Delphine se merecía otra novela, no esta desidia narrativa. Frases muy bien cosntruidas, un libro escrito con mucho buen oficio, de calidad, pero sin vida. Pasan demasiadas cosas que están como muertas, que no fluyen. A veces solo parecen palabras encadenadas con buen gusto.

Y si los personajes eran buenos, la trama no le iba a la zaga, otra buena idea tirada al viento desde lo alto de un precipicio. Había suspense y había interés por saber quién iba a hacer qué y cómo iba a salir de ello. Pero eso se quedó ahí, perdido entre las páginas de morralla, solo aparecía de vez en cuando como ráfagas inesperadas que deslumbran un instante y desaparecen.

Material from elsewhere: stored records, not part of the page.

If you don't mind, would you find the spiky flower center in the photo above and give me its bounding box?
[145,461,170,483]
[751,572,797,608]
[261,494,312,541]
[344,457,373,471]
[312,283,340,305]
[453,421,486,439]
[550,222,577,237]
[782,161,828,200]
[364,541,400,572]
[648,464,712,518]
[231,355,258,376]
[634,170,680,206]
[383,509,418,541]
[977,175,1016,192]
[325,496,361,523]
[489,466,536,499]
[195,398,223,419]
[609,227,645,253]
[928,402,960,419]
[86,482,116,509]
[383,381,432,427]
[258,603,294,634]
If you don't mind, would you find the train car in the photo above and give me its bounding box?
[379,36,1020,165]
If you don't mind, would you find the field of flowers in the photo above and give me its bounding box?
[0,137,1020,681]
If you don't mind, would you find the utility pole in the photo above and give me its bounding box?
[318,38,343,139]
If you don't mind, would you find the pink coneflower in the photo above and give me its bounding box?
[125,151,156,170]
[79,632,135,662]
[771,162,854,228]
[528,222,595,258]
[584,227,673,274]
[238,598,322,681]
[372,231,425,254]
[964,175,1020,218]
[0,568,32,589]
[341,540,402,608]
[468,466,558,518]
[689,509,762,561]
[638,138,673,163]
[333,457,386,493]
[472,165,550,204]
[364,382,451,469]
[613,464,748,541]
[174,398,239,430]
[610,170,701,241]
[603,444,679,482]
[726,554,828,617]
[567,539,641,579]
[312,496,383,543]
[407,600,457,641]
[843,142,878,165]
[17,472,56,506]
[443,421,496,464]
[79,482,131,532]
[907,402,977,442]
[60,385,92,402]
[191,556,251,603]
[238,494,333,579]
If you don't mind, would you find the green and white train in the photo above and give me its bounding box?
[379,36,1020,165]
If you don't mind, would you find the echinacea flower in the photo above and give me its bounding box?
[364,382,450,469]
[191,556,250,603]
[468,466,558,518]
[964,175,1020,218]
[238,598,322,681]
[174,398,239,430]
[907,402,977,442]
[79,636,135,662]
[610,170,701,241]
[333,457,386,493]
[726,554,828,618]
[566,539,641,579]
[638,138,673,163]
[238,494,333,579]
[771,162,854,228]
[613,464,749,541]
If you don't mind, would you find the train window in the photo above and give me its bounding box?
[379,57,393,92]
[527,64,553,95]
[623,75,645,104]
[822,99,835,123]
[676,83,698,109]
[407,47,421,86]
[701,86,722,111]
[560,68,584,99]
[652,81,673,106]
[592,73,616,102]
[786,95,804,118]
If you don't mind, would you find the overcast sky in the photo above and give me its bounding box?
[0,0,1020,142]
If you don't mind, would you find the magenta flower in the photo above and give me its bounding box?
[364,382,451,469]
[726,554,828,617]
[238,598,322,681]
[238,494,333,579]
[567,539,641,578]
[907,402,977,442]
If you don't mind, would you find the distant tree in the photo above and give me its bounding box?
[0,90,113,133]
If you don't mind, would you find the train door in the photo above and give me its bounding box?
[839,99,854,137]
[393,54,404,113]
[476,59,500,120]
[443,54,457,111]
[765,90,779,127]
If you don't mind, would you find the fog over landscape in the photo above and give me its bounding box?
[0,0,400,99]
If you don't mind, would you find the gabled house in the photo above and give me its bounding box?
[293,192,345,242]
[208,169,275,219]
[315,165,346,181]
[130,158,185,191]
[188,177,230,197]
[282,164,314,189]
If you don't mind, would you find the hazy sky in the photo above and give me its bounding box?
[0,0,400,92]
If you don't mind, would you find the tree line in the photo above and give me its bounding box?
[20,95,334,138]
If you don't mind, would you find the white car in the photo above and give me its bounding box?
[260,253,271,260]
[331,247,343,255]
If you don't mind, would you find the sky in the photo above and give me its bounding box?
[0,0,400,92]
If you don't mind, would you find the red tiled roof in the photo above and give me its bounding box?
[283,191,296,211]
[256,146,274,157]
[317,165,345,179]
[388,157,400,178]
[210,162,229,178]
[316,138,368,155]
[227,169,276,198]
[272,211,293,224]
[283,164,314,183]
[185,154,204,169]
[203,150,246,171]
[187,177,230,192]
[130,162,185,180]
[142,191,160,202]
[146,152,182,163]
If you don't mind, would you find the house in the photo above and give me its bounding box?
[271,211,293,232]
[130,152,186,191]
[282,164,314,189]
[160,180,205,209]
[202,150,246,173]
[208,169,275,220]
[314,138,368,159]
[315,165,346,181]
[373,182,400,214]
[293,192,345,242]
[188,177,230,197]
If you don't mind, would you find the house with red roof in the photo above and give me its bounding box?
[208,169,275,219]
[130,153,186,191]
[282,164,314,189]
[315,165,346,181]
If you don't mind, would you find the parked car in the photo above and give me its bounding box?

Solo al final la recupera y escribe muy buenas páginas, que a ratos me ha recordado a la película "¿Qué fue de Baby Jane?" , le da un sentido a la novela pero llega tarde. Que de un libro de 300 y pico solo se salven unas 40 es una miseria. Incluso causa extrañeza, es como si hubiera venido otra persona a arreglar el entuerto, alguien que la encontró en la cuneta literaria y decidió remolcarla.

Y por si el lector osaba irse contento, por aquello de que como dice la psicología lo que mejor se retiene es el principio y el final, pues al final va y hace lo que le faltaba. Viene con la ambigüedad y elige tu propia aventura. Y luego dirá, "ay, es que yo quiero que el lector tenga libertad para interpretar el libro". No guapa, la historia la interpretas tú que para eso es tuya, le das un final, tomas tus decisiones y me lo cuentas todo y luego sí, ya pensaré yo lo que me dé la gana, y le daré el sentido que a mí me convenga.
Nadie me quita de la cabeza que cuando pasan estas cosas es porque la autora en cuestión (o autor) no se decide, tiene miedo a no redondear la historia.

No puedo recomendar esta novela que me ha decepcionado y entristecido tanto, aunque por otra parte también tiene muy buenas reseñas, así que cada uno decida por sí mismo.

Lo siento Delphine, me debes un viaje en tren, más dos noches y una madrugada.